Ob es in China auch heisst, man solle morgens wie ein
Kaiser, mittags wie ein König und abends wie ein Bettler speisen, weiss ich
nicht, möchte es aber bezweifeln. Nach meiner Beobachtung langen Chinesen bei
jeder Mahlzeit tüchtig zu und einzig die eine oder andere von Haus aus zwar
schlanke, aber dennoch sehr figurbewusste junge Frau mag sich abends mit einem
Süppchen oder einem Schälchen Reis und etwas Wassermelone zufrieden geben.

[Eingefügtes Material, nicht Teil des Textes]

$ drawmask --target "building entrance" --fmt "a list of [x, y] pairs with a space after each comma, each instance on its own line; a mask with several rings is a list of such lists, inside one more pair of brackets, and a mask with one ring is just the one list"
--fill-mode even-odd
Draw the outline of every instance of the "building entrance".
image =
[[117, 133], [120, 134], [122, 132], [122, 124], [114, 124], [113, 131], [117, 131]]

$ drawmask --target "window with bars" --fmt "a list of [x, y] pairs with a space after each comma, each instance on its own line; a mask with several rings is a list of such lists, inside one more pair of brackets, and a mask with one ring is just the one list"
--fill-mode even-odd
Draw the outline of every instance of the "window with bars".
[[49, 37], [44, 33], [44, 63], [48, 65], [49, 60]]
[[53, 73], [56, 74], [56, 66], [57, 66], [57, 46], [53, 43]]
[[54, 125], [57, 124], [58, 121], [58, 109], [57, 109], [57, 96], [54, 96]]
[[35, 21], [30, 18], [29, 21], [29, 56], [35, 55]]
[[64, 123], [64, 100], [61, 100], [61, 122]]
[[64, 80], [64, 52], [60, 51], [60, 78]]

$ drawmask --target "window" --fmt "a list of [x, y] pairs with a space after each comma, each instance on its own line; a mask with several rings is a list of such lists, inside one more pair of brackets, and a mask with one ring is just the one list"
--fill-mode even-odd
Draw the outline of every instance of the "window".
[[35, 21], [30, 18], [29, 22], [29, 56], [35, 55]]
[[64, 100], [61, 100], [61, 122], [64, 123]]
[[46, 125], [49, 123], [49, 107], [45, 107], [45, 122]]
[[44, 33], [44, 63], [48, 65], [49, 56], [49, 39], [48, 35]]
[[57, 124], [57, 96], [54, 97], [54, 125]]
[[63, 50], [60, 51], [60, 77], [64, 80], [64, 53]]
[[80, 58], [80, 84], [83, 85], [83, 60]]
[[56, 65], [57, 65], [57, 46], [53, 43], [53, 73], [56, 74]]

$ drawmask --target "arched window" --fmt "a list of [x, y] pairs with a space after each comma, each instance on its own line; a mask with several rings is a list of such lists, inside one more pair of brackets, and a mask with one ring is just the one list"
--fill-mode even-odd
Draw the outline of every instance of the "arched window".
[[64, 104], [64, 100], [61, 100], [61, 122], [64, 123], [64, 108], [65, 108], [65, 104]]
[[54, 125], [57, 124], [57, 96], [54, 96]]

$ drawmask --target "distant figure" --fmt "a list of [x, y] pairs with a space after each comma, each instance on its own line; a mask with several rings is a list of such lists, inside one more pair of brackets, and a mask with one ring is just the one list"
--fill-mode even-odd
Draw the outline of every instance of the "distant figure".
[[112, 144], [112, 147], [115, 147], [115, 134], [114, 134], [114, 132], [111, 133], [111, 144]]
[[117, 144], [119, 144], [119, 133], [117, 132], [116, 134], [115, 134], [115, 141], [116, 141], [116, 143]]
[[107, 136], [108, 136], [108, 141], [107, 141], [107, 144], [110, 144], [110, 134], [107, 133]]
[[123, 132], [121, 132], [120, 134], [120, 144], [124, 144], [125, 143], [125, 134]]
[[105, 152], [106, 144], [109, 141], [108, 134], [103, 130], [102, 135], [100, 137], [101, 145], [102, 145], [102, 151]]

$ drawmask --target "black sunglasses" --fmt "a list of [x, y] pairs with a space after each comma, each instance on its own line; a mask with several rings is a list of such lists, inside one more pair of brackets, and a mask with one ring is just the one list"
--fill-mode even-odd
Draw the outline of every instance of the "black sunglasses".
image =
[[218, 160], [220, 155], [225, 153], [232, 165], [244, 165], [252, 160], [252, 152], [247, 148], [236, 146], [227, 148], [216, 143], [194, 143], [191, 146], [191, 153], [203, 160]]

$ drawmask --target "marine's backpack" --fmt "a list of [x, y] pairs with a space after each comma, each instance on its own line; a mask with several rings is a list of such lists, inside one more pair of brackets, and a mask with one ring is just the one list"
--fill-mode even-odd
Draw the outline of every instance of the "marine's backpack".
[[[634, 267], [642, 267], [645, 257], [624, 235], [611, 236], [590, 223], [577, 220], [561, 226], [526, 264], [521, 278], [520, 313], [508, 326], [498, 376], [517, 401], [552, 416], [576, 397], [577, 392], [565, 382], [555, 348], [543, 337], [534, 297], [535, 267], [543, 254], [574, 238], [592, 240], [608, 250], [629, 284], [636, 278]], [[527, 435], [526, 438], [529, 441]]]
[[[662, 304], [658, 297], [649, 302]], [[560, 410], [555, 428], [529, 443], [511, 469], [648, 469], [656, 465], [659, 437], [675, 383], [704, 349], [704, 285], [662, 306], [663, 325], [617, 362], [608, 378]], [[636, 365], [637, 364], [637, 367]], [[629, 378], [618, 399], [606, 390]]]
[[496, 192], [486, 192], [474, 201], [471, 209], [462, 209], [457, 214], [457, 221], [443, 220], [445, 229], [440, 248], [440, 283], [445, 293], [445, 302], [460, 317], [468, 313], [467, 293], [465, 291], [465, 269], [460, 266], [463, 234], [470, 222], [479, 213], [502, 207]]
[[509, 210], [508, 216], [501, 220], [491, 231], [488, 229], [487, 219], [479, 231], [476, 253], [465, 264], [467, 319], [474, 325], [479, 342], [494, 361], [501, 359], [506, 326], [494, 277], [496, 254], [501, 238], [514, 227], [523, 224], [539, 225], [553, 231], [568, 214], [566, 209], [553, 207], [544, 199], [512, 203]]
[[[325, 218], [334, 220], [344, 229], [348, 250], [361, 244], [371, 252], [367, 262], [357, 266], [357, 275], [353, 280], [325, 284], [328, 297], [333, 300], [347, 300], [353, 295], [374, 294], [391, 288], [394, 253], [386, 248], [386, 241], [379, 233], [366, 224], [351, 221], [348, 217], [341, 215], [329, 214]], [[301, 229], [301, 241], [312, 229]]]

Ansonsten könnte die Maxime gelten: dreimal wie ein Kaiser – und immer gut
gekocht.
Jetzt muss unsereiner sich daran ja nicht halten und kann,
soweit möglich, bei seinen Gewohnheiten bleiben. Ich frühstücke meistens nach
westlicher Art und zu Hause. Als erstes gibt es echten italienischen Espresso
mit warmer Milch. Dann manchmal ein gutes Stück Brot mit Rosinen und Nüssen
oder Haferflocken mit Joghurt, nebst Bananen und anderen Früchten. Die zwei
Male, da ich in der Mensa gefrühstückt habe, waren eine Enttäuschung; weil eine
hier sehr beliebte Art von Porridge vollkommen neutral schmeckt (ich würde sagen,
nach weniger als Wasser) und die Krapfen dazu mal zu fett, mal zu trocken und mal
zu süss sind.
Gar keinen Grund zur Beschwerde aber habe ich jeweils
dienstags, wenn ich morgens meine Wohnung putzen lasse und deshalb während zwei
Stunden das Weite suche. Und wie es manchmal so geht: das Gute liegt ganz nah,
in meinem Fall ist es ein Imbiss drei Minuten von hier. Man frühstückt draussen
an der Strasse, denn in der Küche, wo in riesigen Töpfen verschiedene Suppen
vor sich hin kochen, wäre zu wenig Platz. So wird der Teig für die Brötchen eben
auf dem Gehweg hergestellt, wo auch Gemüse geschält und geschnitten, wo gelacht und
gestritten wird, wo Kinder kleinen Hunden nachstellen und der yeye wie die
nainai (die Grosseltern) in Vierergruppen Mahjong oder Karten spielen –
draussen, wo das Leben ist und irgendwo auch ich, mich an einer sämigen Suppe
mit Pilzen, Tofu, Ei und Erbsen erfreuend und herzhaft den vier Dampfbrötchen
(zwei mit Gemüse- und zwei mit Fleischfüllung) zusprechend, die man mir schon
ungefragt hinstellt, wobei man diese sehr leckeren, in zweiteiligen
Bambuskörben gegarten und servierten Teigklopse vorher noch in ein scharfes,
aus Pfefferpaste und Sojasauce gemischtes Sösschen tunkt – ah, manchmal braucht
es zum Glück so wenig.
Dass meine kleine Frühstücksidylle (wo ich im Betreiberpaar
und unter seinen Gästen sehr herzliche Menschen kennen gelernt habe, mit denen
ich mich, allein meine Schuld, nur leider nicht unterhalten kann)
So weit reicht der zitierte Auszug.